Another pair of eyes, white, soulless ones, also watched the pentagon. Another watcher, just as eager as the dark man, waited for the trio, especially the scholar, to leave the safety of the citadel.
The gnome spoke his own name with such authority that Wellen supposed that he should have recognized it. He did not. Neither, he saw, did Xabene. Name or not, though, Serkadion Manee was to be respected, if only because of his power.
Something about the name did strike him, however. Wellen could not say what it was, save that it reminded him of another name . . . two, in fact. Shade had used those names, Dru Zeree for the legendary lord Bedlam had known as Drazeree, and Sharissa Zeree, the wraith who had also been the lord's illustrious daughter. In fact, there had been another title with the same distinctive syllable at the end, a mysterious people called the Tezerenee.
Could Serkadion Manee, like Shade, be a representative of the same ancient race?
Xabene was not so concerned with history. Her priorities surrounded the menacing figure of the Dragon King, who literally seemed to be struggling to free himself of the page. "Can he escape?"

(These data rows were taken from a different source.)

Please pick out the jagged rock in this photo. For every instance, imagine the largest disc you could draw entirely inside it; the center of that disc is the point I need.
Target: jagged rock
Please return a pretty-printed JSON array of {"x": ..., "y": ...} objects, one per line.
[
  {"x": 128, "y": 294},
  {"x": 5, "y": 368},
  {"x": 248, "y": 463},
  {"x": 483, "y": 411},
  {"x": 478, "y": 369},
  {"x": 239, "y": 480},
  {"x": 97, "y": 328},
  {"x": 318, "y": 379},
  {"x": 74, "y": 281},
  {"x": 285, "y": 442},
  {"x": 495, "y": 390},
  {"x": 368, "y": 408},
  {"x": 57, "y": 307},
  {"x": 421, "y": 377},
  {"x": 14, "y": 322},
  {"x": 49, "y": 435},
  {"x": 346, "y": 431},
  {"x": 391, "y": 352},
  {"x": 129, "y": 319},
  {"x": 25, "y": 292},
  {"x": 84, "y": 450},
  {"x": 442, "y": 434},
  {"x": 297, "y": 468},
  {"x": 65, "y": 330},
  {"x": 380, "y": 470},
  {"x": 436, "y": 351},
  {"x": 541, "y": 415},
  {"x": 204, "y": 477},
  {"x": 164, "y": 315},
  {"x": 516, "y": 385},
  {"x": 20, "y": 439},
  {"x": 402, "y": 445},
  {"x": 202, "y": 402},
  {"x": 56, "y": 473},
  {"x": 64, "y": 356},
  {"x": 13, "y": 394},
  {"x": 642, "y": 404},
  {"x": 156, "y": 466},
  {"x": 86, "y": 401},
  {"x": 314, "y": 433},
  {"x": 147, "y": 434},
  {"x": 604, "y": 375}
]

Manee glanced back at the prisoner. A brief frown crossed his unsightly visage. "He is stronger than I imagined; I had not thought it possible for him to fight it as much as he has." The rounded shoulders rose and fell in a shrug. "But struggle is all he shall do."
The bizarre, flat image did not seem to agree. The Dragon King only increased his visible efforts.
"How did he obtain such a near-human form?" the unnerved yet fascinated woman asked, ignoring the annoyed look on Serkadion Manee's visage. Wellen hoped he was not the type that used his sorcery to erase from his existence all those who irritated him, however slight the irritation might have been.